Parcs de regroupement nocturnes, quelques conseils
Les parcs de regroupement nocturne liés à la protection des troupeaux sont d’une utilisation récente et les informations qui suivent ne sont que des préconisations. Il est encore trop tôt pour tirer des conclusions techniques définitives. Il existe 3 types de parc : le parc mobile, le parc fixe - qui doivent être associés à d’autres mesures pour atteindre leur pleine efficacité de protection - et la clôture électrique de protection en tant que telle, qui assure seule cette fonction.
Quel matériel utiliser pour les parcs ?
Pour un parc de regroupement nocturne mobile, le matériel doit être :
- léger et facile à monter, puisqu’il faut le déplacer durant la saison,
- souple pour permettre aux bêtes de sortir en cas de nécessité (en cas de panique générale due à un événement extérieur),
- facile à entretenir et robuste,
- adapté aux brebis présentes sur l’estive (grégaires ou pas, avec ou sans cornes).
Les parcs mobiles disposant d’au moins 4 fils à pose rapide, voire 5, présentent les caractéristiques adaptées. Les fils en inox et cuivre haute conductibilité seront privilégiés pour leur légèreté et leur souplesse. Les piquets les plus adaptés sont en fibre de verre car ils sont souples, légers et solides.
Il est conseillé pour le poste électrique une batterie 12 V avec panneau solaire et dispositif antivol. En fonction de la taille du troupeau, l’ensemble du parc couvre une surface maximale de 1 ha pour un coût total de moins de 1 000 euros.
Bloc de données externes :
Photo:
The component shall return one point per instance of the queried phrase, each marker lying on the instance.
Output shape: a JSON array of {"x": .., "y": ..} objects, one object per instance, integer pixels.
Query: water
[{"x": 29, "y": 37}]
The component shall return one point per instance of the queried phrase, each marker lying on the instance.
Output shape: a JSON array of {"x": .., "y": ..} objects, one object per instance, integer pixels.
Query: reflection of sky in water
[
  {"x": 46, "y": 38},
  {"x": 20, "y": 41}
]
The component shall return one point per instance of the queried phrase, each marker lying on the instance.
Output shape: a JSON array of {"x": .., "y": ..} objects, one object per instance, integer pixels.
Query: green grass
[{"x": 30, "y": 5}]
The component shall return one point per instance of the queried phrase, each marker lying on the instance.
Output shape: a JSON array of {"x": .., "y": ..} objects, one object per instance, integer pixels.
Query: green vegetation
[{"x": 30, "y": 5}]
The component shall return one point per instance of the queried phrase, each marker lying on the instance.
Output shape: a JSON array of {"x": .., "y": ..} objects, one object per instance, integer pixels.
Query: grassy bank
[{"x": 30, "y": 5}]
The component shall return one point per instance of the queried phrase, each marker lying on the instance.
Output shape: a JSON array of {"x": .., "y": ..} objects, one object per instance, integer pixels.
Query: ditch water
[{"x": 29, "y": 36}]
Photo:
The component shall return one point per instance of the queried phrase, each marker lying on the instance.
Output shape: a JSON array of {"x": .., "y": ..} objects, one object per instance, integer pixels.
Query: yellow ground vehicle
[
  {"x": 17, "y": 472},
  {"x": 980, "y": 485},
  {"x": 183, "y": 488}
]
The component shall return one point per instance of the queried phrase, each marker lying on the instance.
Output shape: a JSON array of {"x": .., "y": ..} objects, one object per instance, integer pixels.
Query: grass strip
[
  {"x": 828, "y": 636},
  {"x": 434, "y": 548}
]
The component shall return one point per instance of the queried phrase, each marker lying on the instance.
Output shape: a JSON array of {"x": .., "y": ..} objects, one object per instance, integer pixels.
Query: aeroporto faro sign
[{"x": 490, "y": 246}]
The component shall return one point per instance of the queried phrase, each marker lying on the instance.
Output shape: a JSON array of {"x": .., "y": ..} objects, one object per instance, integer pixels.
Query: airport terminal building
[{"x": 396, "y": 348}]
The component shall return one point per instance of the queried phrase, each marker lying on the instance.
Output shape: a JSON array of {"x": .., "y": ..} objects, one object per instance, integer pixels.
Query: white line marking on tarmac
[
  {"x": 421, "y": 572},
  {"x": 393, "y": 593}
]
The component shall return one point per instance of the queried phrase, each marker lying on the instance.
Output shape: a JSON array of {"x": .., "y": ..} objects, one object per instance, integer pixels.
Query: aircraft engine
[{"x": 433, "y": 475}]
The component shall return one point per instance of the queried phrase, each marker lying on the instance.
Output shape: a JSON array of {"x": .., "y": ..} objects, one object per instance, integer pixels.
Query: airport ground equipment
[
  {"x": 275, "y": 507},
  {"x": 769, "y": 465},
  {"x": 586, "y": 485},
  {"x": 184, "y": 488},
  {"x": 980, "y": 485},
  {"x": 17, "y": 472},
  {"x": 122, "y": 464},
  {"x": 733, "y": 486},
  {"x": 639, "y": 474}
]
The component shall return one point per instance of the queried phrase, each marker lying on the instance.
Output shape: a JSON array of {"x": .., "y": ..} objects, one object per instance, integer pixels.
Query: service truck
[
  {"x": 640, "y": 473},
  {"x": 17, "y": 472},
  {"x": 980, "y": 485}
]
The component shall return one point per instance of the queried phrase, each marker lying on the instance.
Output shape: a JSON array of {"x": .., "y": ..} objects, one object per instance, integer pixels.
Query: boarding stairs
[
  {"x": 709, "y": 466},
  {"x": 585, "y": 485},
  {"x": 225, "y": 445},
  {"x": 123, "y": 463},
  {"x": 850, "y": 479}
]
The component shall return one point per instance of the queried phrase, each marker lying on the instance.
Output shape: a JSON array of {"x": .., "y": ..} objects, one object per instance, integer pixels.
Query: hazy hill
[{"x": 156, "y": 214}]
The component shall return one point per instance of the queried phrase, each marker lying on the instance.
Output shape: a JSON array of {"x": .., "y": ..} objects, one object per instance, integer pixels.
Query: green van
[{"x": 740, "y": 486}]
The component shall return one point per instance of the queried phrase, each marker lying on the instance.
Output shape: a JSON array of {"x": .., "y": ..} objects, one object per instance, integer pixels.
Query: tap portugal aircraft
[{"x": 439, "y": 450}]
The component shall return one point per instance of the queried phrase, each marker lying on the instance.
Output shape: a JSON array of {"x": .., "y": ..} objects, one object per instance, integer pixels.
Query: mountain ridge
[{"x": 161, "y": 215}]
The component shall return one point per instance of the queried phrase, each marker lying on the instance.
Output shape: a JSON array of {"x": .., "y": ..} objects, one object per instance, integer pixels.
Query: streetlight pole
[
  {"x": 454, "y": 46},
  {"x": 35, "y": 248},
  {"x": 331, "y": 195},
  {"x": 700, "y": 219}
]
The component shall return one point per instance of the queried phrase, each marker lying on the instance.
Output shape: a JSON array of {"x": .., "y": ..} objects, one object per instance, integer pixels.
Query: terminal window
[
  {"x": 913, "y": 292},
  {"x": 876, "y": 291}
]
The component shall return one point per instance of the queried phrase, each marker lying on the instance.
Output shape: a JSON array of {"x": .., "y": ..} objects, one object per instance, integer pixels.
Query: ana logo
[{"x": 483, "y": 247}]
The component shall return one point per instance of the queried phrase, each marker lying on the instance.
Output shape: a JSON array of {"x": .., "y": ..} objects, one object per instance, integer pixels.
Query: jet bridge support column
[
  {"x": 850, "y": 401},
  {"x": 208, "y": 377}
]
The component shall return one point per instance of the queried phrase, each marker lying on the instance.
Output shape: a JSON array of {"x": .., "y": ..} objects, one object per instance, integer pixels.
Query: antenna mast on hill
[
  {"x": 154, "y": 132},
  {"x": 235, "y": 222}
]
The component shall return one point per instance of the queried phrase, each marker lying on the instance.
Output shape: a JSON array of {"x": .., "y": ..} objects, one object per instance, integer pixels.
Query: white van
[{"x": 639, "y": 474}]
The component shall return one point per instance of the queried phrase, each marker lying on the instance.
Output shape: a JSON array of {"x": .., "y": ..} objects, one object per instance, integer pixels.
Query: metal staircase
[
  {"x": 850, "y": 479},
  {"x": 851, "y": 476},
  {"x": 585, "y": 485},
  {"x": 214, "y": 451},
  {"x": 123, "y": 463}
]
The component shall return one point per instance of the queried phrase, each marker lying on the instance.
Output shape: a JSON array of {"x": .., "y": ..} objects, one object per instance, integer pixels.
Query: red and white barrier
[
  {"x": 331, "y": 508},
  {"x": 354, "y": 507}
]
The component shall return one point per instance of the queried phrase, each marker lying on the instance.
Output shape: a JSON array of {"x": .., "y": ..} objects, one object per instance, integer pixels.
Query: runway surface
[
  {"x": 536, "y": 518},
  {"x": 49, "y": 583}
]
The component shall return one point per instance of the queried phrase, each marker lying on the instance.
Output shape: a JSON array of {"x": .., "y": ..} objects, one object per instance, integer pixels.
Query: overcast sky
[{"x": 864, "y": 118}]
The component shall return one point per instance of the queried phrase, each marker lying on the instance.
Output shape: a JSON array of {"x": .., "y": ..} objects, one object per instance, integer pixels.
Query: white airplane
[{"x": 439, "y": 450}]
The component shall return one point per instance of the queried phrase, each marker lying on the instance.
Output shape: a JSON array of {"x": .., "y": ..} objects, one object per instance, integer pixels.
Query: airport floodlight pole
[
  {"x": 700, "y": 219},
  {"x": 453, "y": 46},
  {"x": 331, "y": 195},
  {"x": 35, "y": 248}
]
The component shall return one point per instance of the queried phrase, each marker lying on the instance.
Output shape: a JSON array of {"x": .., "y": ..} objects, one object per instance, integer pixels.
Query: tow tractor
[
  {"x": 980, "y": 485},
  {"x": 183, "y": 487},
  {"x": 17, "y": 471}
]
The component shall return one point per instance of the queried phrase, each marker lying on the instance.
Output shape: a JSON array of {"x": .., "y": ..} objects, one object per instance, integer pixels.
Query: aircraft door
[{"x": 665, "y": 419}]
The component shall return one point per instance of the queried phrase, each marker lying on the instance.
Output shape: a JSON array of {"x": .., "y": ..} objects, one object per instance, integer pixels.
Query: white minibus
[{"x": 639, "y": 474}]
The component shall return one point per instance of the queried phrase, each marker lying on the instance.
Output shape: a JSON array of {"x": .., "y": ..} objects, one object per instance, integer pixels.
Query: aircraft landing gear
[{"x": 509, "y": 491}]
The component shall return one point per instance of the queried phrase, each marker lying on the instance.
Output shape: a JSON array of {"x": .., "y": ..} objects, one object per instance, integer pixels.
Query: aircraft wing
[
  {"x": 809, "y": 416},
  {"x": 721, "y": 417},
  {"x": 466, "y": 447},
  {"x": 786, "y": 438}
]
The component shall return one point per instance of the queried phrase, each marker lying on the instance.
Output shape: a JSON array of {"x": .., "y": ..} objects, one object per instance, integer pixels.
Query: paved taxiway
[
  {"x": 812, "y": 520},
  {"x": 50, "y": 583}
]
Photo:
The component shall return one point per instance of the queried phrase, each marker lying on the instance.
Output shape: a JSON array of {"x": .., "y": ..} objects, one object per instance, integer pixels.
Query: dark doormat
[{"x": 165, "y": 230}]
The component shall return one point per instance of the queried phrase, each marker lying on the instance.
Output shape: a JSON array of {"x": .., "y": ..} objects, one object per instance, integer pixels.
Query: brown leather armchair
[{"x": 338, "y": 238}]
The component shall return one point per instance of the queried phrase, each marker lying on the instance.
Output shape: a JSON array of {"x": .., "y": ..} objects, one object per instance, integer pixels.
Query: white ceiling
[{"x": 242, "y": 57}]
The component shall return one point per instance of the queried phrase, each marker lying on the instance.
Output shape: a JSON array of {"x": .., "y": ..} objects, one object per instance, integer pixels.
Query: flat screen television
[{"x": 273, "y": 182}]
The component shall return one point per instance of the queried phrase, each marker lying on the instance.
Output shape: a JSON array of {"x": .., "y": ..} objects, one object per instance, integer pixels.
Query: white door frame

Pour un parc de regroupement nocturne fixe, le matériel doit être :
- robuste car il sera utilisé au même endroit toute la saison,
- facile à monter car les conditions d’installation sont souvent difficiles (et il faut le remonter tous les ans),
- grand pour permettre aux bêtes de se déplacer à l’intérieur de l’enceinte en cas de perturbation par un élément extérieur.
Les piquets d’angles doivent être robustes et solidement arrimés au sol alors que les piquets intermédiaires seront en fibre et espacés de quelques mètres. Le parc doit comporter au moins 4 fils alimentés par une batterie reliée à un panneau solaire pour assurer son autonomie. Enfin, plusieurs terres doivent être installées autour du parc. L’ensemble du parc peut couvrir 3 à 4 ha pour 2 000 ovins. Il est indispensable de prévoir 2, voire 3 parcs fixes par estive pour s’adapter aux différents quartiers utilisés au cours de la saison. Les parcs expérimentaux installés en 2006 couvrent une surface de 3 à 4 ha pour un coût proche
de 2 000 euros par parc.
Comment mettre en place un parc de nuit ?
Le choix de l’emplacement doit intégrer le confort des animaux : couche à l’abri du vent, secteur sain à l’écart des cuvettes et des barres rocheuses comprenant une partie forestière pour protéger les bêtes lors des intempéries. Il doit également tenir compte de l’emplacement de la cabane, du quartier utilisé, du relief et des habitudes des troupeaux.
Le parc de nuit doit être déplacé régulièrement s’il est de petite taille :
- pour limiter les problèmes sanitaires (problème de piétin, problèmes respiratoires…),
- pour éviter le piétinement et la transformation de l’herbage concerné par accumulation de matière azotée (développement de l’ortie…).
Pour une bonne gestion du système électrique, il est nécessaire de :
- contrôler régulièrement la batterie et la recharger si besoin est (en début de saison puis tous les 3 mois environ),
- tester l’efficacité du circuit au cours de la saison (vérifier la mise à terre, la circulation effective du courant dans les fils…),
- maîtriser la végétation qui pourrait venir en contact avec les fils.
Avantages et inconvénients du parc de nuit
Le recours à un parc de nuit facilite la conduite du troupeau :
- il renforce l’instinct grégaire des brebis,
- il permet de choisir le lieu de la couche (loin des zones dangereuses),
- il permet de rassembler les brebis en cas de problème,
- il facilite l’intégration du chien de protection au sein du troupeau.
Cependant cette utilisation nécessite un investissement en temps pour le montage du parc, ainsi que pour la modification de la conduite du troupeau.
- Les parcs mobiles ont l’inconvénient de devoir être déplacés régulièrement tout au long de la saison, en assurant une maintenance des piquets et des fils. De plus, le terrain doit se prêter à cette pratique.
- Les grands parcs fixes demandent un fort investissement lors de l’installation et du démontage en fin de saison (notamment pour la descente du matériel à la cabane ou en fond de vallée) mais ils ne sont pas déplacés pendant l’été.